Workplace stress is the harmful physical and emotional responses that occur when the requirements of the job do not match the capabilities, resources, or needs of the worker. Workplace stress can lead to poor health and even injury.
The concept of workplace stress is often confused with challenge, but these concepts are not the same. Challenge energizes us psychologically and physically, and it motivates us to learn new skills and master our jobs. When a challenge is met, we feel relaxed and satisfied. Thus, challenge is an important ingredient for healthy and productive work. The importance of challenge in our work lives is probably what people are referring to when they say "a little bit of stress is good for you.

Workplace stress is also referred to as job stress.
What Causes Workplace Stress?

Most people agree that workplace stress results from the interaction of the worker and the conditions of work. Views differ, however, on the importance of worker characteristics versus working conditions as the primary cause of workplace stress. These differing viewpoints are important because they suggest different ways to prevent stress at work.

According to one school of thought, differences in individual characteristics such as personality and coping style are most important in predicting whether certain job conditions will result in stress. In other words, what is stressful for one person may not be a problem for someone else. This viewpoint leads to prevention strategies that focus on workers and ways to help them cope with demanding job conditions.

Although the importance of individual differences cannot be ignored, scientific evidence suggests that certain working conditions are stressful to most people.

Job Conditions That May Lead to Stress
The Design of Tasks.

Heavy workload,
infrequent rest breaks,
long work hours and shiftwork;
hectic and routine tasks that have little inherent meaning, do not utilize workers' skills, and provide little sense of control.

Management Style.
Lack of participation by workers in decision- making,
poor communication in the organization,
lack of family-friendly policies.

Interpersonal Relationships.
Poor social environment and lack of support or help from coworkers and supervisors.
Work Roles.
Conflicting or uncertain job expectations,
too much responsibility.

Career Concerns.
Job insecurity and lack of opportunity for growth,
advancement, or promotion;
rapid changes for which workers are unprepared.

Environmental Conditions.
Unpleasant or dangerous physical conditions such as crowding, noise, air pollution, or ergonomic problems.
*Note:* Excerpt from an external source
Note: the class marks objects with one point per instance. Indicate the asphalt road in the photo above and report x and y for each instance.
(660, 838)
Workplace Stress Statistics (American Institute of Stress)
"(Job stress is "the 20th Century Disease")" United Nations National Report
75-90% of visits to primary care physicians are for stress related problems
1 million employees are absent on an average workday due to stress related problems

Less than 25% of Americans find their jobs extremely satisfying today.
78% describe their jobs as being stressful.

Stress costs $200 - $300 billion annually, as assessed by absenteeism, diminished productivity, employee turnover, accidents, direct medical, legal, and insurance fees, Worker's Compensation etc. That is equal to the total net profit of the fortune 500 companies.

60-80% of accidents on the job are stress related.